The role of the LO UCAV-N will be to provide intelligence, surveillance and a strike capability on an aircraft carrier by 2015. Although the X-47A was being prepared for its first flight in mid-2002, this slipped by a year as doubts arose about funding two different vehicles competing for the same programme. After studying submarine-launched UCAV concepts with DARPA, Lockheed Martin proposed an unmanned version of its F-35 joint strike fighter that could be in service soon after the manned aircraft is operational with the US Air Force and navy.
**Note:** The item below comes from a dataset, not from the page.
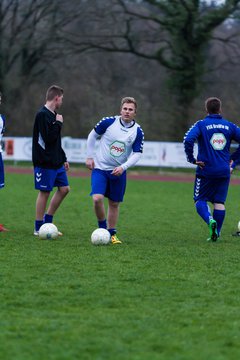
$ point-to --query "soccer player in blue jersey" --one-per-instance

Commonality of components, avionics and weapons systems and maintenance would reduce design, development and through-life costs drastically.
This could find support in the UK, an F-35 customer that is considering a UCAV for its Watchkeeper programme, and also moving towards a mix of manned and unmanned platforms for its future offensive air system (FOAS) to replace the Tornado GR.4 in 2017. In August 2002 Defence Minister Lewis Moonie said: "As part of a continuing dialogue with US colleagues, we have discussed the X-45 vehicle but have made no formal assessment of the X-45 nor taken any decisions about developing or acquiring specific unmanned aircraft in relation to FOAS." Just a few weeks later the DPA's FOAS integrated project team awarded two concurrent nine-month studies that will lay the foundation for network-centric C41STAR architecture for the RAF's future strike force.
At the same time BAE Systems Australia began trials of the autonomous navigation and sensing experiment research (ANSER) programme to demonstrate a decentralised data fusion that may be used for future manned and UCAV operations. The technology may be incorporated in the Eurofighter Typhoon Tranche 3 programme, thus providing further evidence that future offensive air warfare could be largely the preserve of unmanned platforms.